Wednesday, November 11, 2009

Happy Things

-Buying a 12.5 lb turkey for $5.00 (that's $.40/lb) at Walmart.
-Sami taking a nap.
-Cuddling with Sami.
-Getting my house cleaned...actually doing everything on my list! Wahoo! Monday and yesterday and maybe today...Maybe, just maybe, even ALL WEEK! That would definitely be cause to celebrate.
-Talking to my mom today.
-Talking to my sister today.
-Reading a great book: Arguing with Idiots, Glenn Beck.
-Continuing to read an inspiring book: Forward With Faith, Sheri Dew.
-Getting a few family pictures taken as a favor and having them turn out great.
-Anticipating going to the temple tonight.
-Going to WinCo and finding they have AMAZING prices.
-Also at WinCo, getting apple juice and a brownie mix for FREE. Sweet! That's the best price EVER.
-Doing the dishes for Zach. (It did make me feel good...that ONE time I did it.)
-Warning: this one is mushy...Zach makes me happy everyday, so to not even mention him would be akin to lying.
-Being pleasantly surprised while/after watching (insert gasp here) Twilight. It wasn't that bad. Definitely NOT one of my favorites, but better than expected. And NO this does NOT mean I will EVER read the books, so just leave it alone. Seriously.
-Being SOOOO close to Step 3 (those who know Dave Ramsey KNOW what I'm talking about) that I can almost taste it. Oh, to just savor the feeling of not having ANY debt (aside from the cursed mortgage which is dealt with in Step 6)!
-I almost forgot...www.ourbestbites.com. This is a great website. They have really good (at least they sound good) recipes and cute ideas. CHECK. IT. OUT. Seriously, you should.

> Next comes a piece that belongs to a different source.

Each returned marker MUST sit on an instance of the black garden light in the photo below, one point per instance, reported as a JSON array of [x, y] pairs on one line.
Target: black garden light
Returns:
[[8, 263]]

Thursday, October 29, 2009

I Dont Need An Invisibility Cloak and I Bet You're Jealous!


Yes, folks, that's right! I can be invisible. Occasionally, I can even make my voice soundless. If you're not jealous, then you should be.

There are some stipulations.
-This only applies to Sami.
-I can NOT be invisible when I WANT to be invisible. (This is the major con of my invisibility.)
-I am invisible when any of the following items are happening (this is NOT an all-inclusive list):
*Sami is doing something she knows she's not supposed to be doing
*A diaper needs to be changed
*It's time to be done doing something (ie. playing in the sink, with her blocks, with her rocks, or pretty much any toy, etc)
*It's time to get dressed for the day
*It's time to get out of the bath
-My voice is soundless in the following situations:
*I have said the same thing 50 times (of course it should go without saying that I am actually invisible for all 50 times)
*In general, if I am trying to say ANYTHING important
*I say the words "Sit down" or "Come here" or "Don't touch that please" or "Let's use quiet voices"
So, as it turns out, I DO have superpowers! Can I be a Super-Mom??? Oh, wait...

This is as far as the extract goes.